En ce moment, la porte de la pièce voisine, —chambre à coucher ou chambre de servantes, où, depuis quelques instants, on entendait chuchoter, — s’ouvrit brusquement et livra passage à la naine Poufka accompagnée de la vieille bonne Vassilievna. La naine se mit à glapir et à faire des grimaces, pendant que la bonne la retenait tantôt et tantôt l’excitait.

Markelof, qui, depuis longtemps déjà, donnait des signes d’impatience (Solomine se contentait de sourire un peu plus que de coutume), Markelof se tourna tout à coup vers Fomouchka.

« Je n’aurais jamais imaginé, commença-t-il, que vous, avec votre esprit cultivé, vous, un admirateur de Voltaire, à ce qu’on m’assure, vous pourriez vous divertir d’une chose qui doit inspirer de la pitié ; en un mot, d’une infirmité ! »

Ici il se souvint que la sœur de Pakline était contrefaite, et il arrêta son discours.

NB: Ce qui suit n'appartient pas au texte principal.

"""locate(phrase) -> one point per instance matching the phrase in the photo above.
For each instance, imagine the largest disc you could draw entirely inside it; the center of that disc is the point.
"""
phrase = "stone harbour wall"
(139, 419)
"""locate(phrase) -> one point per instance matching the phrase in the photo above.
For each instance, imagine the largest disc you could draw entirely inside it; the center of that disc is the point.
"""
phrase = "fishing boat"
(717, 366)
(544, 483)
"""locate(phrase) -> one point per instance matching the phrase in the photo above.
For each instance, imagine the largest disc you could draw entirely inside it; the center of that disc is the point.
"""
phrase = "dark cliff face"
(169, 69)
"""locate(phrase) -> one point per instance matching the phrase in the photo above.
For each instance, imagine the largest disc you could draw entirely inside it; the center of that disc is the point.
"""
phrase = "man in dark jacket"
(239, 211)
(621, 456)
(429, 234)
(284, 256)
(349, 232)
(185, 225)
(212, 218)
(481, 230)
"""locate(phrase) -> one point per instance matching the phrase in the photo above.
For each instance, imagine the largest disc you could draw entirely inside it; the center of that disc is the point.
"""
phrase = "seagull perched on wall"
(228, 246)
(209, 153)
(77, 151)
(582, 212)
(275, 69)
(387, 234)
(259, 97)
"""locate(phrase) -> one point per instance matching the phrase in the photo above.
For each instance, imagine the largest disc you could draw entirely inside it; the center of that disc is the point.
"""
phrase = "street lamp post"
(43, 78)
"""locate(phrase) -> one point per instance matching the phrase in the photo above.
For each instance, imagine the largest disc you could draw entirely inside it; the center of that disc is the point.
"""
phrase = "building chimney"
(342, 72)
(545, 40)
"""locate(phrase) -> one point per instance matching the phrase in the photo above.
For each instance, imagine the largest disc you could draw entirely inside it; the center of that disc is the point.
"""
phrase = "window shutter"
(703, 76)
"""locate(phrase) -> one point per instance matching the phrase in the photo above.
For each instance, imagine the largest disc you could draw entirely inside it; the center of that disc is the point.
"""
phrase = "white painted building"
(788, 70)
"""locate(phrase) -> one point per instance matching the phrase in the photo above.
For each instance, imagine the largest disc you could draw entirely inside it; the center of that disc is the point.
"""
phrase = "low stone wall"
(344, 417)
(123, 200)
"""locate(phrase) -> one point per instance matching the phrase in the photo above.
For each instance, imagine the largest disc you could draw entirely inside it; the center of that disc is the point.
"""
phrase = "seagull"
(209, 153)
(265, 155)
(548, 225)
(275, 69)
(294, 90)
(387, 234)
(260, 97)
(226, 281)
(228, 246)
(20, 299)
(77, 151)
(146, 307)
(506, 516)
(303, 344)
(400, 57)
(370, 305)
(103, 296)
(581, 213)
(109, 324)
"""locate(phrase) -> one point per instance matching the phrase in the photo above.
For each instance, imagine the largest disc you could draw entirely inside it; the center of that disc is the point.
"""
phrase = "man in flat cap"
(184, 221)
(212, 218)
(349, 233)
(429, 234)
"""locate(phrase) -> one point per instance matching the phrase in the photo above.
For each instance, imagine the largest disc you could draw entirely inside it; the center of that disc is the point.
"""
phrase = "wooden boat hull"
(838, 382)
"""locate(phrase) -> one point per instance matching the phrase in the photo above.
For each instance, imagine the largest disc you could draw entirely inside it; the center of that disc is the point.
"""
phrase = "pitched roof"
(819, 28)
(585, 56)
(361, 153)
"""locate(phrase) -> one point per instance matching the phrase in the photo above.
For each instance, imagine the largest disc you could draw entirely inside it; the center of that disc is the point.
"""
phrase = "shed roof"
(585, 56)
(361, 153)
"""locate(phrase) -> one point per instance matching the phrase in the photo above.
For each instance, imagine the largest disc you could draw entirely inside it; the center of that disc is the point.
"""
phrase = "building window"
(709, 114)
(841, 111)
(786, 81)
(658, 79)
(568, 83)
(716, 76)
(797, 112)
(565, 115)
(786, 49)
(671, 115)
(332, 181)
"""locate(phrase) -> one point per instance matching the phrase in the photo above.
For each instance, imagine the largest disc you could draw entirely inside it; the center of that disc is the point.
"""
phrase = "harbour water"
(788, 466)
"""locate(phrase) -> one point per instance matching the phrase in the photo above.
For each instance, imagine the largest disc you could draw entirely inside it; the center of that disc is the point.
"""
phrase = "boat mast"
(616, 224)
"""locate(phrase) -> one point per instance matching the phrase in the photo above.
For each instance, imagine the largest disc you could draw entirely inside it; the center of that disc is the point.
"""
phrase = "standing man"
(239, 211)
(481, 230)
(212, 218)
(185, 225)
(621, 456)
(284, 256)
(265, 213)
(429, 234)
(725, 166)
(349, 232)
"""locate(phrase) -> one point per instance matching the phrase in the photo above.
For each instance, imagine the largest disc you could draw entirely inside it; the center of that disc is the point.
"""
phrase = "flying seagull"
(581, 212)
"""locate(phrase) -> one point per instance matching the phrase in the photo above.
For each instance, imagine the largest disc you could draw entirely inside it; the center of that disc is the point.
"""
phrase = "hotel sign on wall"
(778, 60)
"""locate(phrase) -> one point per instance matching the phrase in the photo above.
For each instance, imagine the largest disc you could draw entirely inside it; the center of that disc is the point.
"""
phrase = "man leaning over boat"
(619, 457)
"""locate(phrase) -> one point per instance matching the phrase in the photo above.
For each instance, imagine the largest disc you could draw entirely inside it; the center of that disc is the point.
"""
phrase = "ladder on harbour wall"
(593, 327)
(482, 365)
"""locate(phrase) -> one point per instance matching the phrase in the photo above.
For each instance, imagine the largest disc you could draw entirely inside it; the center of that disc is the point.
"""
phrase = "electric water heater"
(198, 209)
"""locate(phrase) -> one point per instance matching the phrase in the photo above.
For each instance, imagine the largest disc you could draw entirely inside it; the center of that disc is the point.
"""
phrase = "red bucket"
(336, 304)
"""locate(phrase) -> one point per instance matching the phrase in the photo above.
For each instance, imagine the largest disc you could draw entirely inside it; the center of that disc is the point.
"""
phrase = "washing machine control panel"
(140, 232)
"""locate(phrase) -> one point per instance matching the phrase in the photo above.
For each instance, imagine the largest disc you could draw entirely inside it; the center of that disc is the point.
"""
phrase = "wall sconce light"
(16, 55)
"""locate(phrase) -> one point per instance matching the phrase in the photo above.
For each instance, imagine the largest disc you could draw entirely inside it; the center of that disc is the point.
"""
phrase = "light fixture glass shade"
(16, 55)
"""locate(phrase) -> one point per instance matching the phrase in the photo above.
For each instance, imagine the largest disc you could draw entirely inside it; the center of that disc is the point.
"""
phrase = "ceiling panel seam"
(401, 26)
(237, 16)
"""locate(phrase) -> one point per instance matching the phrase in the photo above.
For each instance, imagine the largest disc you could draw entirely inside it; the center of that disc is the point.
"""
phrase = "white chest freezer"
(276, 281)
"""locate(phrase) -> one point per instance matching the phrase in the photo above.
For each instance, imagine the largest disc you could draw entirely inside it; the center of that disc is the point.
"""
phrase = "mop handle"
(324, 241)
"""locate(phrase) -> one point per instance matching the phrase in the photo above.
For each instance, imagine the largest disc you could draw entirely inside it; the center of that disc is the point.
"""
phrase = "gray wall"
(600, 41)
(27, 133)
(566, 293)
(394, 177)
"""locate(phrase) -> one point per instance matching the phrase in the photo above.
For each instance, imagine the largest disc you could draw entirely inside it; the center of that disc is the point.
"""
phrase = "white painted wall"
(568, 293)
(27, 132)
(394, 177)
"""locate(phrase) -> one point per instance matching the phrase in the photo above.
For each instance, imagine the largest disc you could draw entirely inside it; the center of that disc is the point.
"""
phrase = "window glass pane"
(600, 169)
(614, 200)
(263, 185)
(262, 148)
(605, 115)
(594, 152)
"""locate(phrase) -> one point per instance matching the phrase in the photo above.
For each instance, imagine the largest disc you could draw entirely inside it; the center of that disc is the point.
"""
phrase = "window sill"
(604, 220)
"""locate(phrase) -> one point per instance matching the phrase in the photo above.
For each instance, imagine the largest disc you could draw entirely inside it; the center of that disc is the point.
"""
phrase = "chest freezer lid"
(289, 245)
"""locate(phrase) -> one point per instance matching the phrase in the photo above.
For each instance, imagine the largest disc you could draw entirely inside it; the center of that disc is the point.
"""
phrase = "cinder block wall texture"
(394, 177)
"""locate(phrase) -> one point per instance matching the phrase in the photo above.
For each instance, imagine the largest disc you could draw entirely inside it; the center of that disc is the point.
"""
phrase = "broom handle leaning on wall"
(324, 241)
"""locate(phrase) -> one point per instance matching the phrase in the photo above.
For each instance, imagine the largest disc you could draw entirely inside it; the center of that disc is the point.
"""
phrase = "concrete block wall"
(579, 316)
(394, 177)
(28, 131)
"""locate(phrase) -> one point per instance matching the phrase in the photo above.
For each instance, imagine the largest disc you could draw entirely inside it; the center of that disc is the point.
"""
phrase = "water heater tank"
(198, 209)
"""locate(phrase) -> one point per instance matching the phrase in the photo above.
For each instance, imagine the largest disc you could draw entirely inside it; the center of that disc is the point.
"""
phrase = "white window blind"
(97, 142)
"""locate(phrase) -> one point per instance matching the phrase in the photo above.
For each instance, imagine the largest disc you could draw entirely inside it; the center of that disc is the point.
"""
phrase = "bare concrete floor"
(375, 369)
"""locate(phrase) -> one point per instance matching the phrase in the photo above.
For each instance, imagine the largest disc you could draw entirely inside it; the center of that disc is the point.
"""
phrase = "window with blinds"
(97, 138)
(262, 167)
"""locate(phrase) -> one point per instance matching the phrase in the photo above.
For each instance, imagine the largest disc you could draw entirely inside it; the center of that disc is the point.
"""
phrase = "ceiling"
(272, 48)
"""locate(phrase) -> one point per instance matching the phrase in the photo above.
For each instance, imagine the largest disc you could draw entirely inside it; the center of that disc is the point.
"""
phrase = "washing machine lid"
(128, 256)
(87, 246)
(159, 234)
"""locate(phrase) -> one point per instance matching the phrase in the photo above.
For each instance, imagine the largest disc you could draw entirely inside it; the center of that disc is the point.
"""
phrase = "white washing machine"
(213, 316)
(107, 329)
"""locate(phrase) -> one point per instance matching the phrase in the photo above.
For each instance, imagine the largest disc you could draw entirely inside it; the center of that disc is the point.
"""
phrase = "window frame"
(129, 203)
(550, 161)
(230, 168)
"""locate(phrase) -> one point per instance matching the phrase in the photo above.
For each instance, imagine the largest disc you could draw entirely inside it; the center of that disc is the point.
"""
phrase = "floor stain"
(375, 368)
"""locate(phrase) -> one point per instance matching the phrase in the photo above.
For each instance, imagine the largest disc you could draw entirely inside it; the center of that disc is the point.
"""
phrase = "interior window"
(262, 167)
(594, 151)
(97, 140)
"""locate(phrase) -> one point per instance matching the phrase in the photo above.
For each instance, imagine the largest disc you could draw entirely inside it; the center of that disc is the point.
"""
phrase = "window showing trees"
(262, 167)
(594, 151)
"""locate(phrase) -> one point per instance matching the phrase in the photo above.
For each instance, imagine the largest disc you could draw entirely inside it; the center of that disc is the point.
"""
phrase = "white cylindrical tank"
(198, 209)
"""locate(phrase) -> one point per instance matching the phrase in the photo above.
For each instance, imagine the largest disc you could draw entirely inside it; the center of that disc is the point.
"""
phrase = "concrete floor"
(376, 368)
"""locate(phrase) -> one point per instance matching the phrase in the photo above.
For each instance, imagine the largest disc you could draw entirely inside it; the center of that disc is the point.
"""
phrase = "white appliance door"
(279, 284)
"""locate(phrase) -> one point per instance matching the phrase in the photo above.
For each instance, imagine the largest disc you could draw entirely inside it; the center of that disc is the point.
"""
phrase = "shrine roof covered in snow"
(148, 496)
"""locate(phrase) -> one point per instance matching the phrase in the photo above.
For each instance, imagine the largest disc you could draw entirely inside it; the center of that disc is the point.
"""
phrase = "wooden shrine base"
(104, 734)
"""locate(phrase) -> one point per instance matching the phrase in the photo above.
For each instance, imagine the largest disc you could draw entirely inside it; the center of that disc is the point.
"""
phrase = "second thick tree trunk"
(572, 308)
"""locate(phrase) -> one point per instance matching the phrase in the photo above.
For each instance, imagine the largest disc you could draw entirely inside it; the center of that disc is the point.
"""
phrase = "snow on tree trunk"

Fomouchka rougit comme un enfant, arrangea son bonnet sur sa tête, balbutia : « Quoi ? ce n’est pas moi… c’est elle… » Mais ici Poufka fit une charge à fond de train sur Markelof :

« Qui est-ce qui t’a permis, s’écria-t-elle en grasseyant, de venir injurier nos maîtres ? Tu es jaloux parce qu’on m’a accueillie, assistée et nourrie, moi pauvre malheureuse ! Le bien d’autrui te fait loucher ! D’où sors-tu, noiraud, va-nu-pieds, propre à rien, avec tes moustaches de hanneton ?… »

En disant cela, elle imitait avec ses gros doigts courts les moustaches de Markelof. Vassilievna riait à fendre jusqu’aux oreilles sa bouche édentée, —et dans la pièce voisine d’autres rires faisaient écho aux siens.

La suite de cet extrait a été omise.